POPULAR ARTICLES

- XRP recovers from an intraday low of $1.33, but bearish pressure persists in the long term.
- XRP investment products recorded $3.5 million in capital inflows last week, while both Bitcoin and Ethereum's registered outflows.
- The XRP futures Open Interest holds at $2.4 billion as retail interest recovers slightly from last week’s lows.
Ripple (XRP) is rising above $1.40 at the time of writing on Monday amid fresh tariff-triggered headwinds in the broader cryptocurrency market. The sell-off to $1.33, the token’s intraday low, can be attributed to macroeconomic uncertainty, geopolitical tensions and risk-averse sentiment among other factors.
XRP inflows slow as Bitcoin, Ethereum see capital exit
Inflows into XRP-related investment products declined to $3.5 million last week, according to the CoinShares report.
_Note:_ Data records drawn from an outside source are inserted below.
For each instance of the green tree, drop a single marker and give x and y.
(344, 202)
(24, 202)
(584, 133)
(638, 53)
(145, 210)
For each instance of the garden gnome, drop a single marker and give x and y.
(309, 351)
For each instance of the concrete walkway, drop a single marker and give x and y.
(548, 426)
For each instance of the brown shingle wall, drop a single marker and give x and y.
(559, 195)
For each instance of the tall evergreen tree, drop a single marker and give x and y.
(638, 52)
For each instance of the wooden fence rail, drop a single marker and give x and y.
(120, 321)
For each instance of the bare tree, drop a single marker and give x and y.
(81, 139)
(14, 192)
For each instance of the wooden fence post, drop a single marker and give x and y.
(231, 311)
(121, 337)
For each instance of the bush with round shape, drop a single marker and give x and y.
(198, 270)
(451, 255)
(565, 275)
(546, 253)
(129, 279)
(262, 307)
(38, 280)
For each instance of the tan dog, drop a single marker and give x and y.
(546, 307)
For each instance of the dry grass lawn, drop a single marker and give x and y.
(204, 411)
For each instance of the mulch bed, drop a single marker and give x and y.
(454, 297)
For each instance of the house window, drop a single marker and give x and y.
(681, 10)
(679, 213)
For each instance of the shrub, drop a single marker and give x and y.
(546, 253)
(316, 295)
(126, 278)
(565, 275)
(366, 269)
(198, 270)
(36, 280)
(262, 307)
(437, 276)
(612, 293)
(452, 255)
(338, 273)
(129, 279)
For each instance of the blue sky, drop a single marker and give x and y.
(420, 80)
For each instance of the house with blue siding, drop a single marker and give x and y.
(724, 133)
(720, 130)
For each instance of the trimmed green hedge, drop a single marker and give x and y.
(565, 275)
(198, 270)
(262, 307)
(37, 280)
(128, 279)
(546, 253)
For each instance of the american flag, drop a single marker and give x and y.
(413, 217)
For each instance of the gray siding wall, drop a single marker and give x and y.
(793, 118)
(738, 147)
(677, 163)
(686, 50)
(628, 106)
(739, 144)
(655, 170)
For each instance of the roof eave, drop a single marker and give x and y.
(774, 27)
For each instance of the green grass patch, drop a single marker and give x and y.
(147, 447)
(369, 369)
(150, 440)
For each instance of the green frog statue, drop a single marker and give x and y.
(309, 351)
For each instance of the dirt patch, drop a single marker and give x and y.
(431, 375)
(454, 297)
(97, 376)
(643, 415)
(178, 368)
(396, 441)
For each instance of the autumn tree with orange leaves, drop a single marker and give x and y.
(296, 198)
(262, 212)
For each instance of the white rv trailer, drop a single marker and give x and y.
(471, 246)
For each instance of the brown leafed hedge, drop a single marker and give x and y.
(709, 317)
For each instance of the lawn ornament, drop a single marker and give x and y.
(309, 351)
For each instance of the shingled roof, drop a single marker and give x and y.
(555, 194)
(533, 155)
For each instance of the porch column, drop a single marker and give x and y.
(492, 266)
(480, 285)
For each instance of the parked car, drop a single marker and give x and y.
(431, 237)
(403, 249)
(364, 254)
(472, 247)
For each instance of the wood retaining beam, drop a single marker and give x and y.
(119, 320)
In hindsight, this marks a 90% drop from the previous week’s $33 million in inflows. The total assets under management average $2.6 billion, with YTD inflows at $151 million.

Meanwhile, demand for Bitcoin-linked financial products remained on the back foot, with cumulative outflows reaching $215 million last week. Despite the sell-off that has dragged the Crypto King below $65,000, the total assets under management stand at $104 billion. However, YTD outflows average $1.3 billion, according to CoinShares.
“Bitcoin remains the key proponent of this negative sentiment, seeing US$215m in outflows, while short-bitcoin investment products saw renewed interest with US$5.5m inflows, the largest of any asset,” CoinShares reports.
Ethereum, like Bitcoin, experienced an extended capital exit last week, with outflows totalling $36.5 million. The leading asset YTD outflows stand at $494 million, while cumulative assets under management exceed $15 million.
As for retail interest, XRP derivatives are showing stability, as futures Open Interest (OI) rises slightly to $2.4 billion on Monday from $2.33 billion the previous day. CoinGlass data affirms OI’s stability, which has remained above $2.32 billion since its drop to $2.56 billion on February 16.
A steady increase in OI suggests that investors are leaning into risk as confidence in the token improves, increasing the odds of a potential recovery in the coming sessions.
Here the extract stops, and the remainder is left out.